Tidak hanya itu, ucap dia, para anggota SGRC-UI juga mulai mengalami intimidasi dan teror. Ia mencatat, teror tersebut datang dari media sosial, keluarga, dan lingkungan. "Bahkan sampai ada pengusiran yang dialami anggota kami," tuturnya.
Ia menjelaskan, pihaknya menolak jika lokus kajian SGRC-UI yang sangat luas dikerdilkan dengan menyebut SGRC-UI sebagai komunitas LGBT. "Kelompok kajian kami, SGRC-UI, memiliki struktur organisasi yang jelas, mission statement, dan timeline kegiatan," katanya.

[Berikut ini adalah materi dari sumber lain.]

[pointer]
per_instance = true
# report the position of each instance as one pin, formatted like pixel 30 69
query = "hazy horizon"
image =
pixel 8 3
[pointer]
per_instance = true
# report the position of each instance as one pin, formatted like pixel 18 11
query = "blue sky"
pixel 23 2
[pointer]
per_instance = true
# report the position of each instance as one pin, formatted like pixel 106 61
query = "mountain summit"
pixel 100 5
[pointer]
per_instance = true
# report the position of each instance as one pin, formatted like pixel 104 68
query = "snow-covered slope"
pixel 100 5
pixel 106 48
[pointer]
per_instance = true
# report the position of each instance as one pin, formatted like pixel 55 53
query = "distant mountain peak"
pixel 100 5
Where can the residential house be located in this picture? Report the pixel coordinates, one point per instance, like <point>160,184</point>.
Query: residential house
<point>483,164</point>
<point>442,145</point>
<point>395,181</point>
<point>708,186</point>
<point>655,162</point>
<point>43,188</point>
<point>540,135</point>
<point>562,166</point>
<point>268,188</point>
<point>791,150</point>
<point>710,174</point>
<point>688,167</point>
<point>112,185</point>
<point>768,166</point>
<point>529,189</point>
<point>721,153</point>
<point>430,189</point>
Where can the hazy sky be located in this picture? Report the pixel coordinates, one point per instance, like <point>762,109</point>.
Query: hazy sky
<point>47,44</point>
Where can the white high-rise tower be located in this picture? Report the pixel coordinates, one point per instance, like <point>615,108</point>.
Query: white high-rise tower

Fanpage resmi SGRC-UI menyebutkan SGRC-UI adalah komunitas atau kelompok kajian yang dibangun secara otonom, sama seperti kelompok kajian lain. SGRC-UI merupakan kelompok kajian yang membahas isu gender dan seksualitas secara luas. Feminisme; hak tubuh; patriarki; kesehatan reproduksi; gerakan pria, buruh, dan wanita; serta isu-isu lain yang terkait dengan gender dan seksualitas merupakan fokus kajian komunitas tersebut.
Menurut komunitas itu, LGBT Peer Support Network, gagasan SGRC-UI dan Melela.org, merupakan layanan konseling bagi orang-orang yang ingin mengetahui isu tentang LGBT. Konselor dari SGRC-UI, kata mereka, akan menjawab pertanyaan-pertanyaan terkait sekaligus menjadi teman cerita bagi individu yang sedang melewati masa sulit.
Kegiatan konseling ini bertujuan mencerdaskan publik sekaligus sebagai coping mechanism bagi teman-teman yang merasa tertekan karena preferensi seksual yang berbeda. Kegiatan konseling tersebut, ujar komunitas itu, tidak memiliki muatan politik, dan jawaban atas pertanyaan-pertanyaan yang diberikan juga disajikan dalam berbagai perspektif keilmuan.